SERHAT ŞEHRİ EDİRNE BİZİ ÇOK ŞAŞIRTTI!..

İşte bu şanlı, tatlı ve acı hatıralarla dolu tarihimizin yazıldığı kadîm beldeyi, diğer bir ifadeyle Fatih’in fethetmek için geldiği İstanbul’dan Edirne’ye doğru 234 kilometrelik yolu katediyoruz...

Beklentimiz yüksek... Fakat son sayımlara göre merkez nüfusu 194 bin 991 (Keşan, Uzunköprü, İpsala, Havsa, Meriç, Enez, Süloğlu, Lalapaşa ilçeleriyle beraber 419 bin 913) olan şehre girerken bir taşrayı andıran görüntülerle karşılaşıyoruz...

“Kuruluş Destanı”nın yazılışının, İstanbul’a ve dahi daha batıya akınların düzenlenerek seferlerin zafere dönüşmesinin mihenk taşı Edirne hikâyesinin gerisinde tipik bir Anadolu beldesi görüntüsü eşliğinde büyük bir şaşkınlık yaşıyoruz.

ULU MÂBED BÜTÜN İHTİŞAMIYLA KARŞIMIZDA...

Kaldırımlara yayılmış çay ocaklarında keyif çatanların bakışları arasında cadde mi, sokak mı belli olmayan yollarından şehrin kalbine ilerlerken ulu bir mâbed çıkıyor karşımıza...

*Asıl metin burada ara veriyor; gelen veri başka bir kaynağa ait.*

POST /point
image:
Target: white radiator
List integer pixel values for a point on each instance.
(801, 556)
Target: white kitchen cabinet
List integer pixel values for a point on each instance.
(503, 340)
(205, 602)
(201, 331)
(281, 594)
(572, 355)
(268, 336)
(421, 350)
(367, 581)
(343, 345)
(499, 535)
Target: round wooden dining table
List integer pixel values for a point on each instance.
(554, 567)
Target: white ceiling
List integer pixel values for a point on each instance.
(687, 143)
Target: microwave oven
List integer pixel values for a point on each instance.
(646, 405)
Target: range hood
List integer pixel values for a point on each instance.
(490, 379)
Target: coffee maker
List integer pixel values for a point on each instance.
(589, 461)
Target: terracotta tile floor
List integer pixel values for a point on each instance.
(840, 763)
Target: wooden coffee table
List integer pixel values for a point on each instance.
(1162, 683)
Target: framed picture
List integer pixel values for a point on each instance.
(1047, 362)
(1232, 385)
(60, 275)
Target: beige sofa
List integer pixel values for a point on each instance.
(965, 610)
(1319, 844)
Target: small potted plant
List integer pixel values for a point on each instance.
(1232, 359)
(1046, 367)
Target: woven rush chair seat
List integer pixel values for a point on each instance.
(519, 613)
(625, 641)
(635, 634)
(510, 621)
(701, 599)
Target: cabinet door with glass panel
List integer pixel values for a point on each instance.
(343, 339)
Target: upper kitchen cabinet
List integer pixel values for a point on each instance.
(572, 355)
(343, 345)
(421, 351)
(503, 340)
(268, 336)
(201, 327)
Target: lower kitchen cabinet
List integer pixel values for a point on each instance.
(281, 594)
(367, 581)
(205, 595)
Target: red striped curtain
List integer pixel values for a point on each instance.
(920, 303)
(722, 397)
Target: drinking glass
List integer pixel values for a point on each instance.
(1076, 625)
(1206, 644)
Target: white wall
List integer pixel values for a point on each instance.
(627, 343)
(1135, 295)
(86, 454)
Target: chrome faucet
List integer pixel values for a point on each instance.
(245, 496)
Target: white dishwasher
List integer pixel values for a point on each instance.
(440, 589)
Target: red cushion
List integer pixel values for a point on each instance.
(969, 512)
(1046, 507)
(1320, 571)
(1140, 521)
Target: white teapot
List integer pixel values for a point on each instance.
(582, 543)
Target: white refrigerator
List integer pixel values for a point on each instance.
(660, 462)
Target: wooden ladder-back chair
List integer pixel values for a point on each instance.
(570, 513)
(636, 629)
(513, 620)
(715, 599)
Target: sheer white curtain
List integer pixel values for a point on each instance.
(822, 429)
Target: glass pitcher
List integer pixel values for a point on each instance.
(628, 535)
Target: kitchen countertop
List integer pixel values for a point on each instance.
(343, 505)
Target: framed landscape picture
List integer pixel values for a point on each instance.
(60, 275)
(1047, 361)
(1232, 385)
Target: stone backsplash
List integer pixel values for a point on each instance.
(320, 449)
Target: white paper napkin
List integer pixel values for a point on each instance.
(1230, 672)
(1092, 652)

UNESCO Dünya Mirası Listesi’ndeki bu güzel eser bütün şehri etrafına toplamış, kendine hayran hayran baktırıyor... Mâziden âtîye ne varsa hepsini aktarıyor.

Sinan’ı Koca Sinan yapan bu şaheserin Sinan’dan öte bir de dillere destan hikâyesi(*) var... Minarelerinin hikâyesi bir başka, kubbelerininki bir başka; çinilerininki bir başka, akustiğininki daha bir başka; okunan ezanların semada yankılanışı bir başka, mâbedin içinde mâkes bulması daha da bir başka...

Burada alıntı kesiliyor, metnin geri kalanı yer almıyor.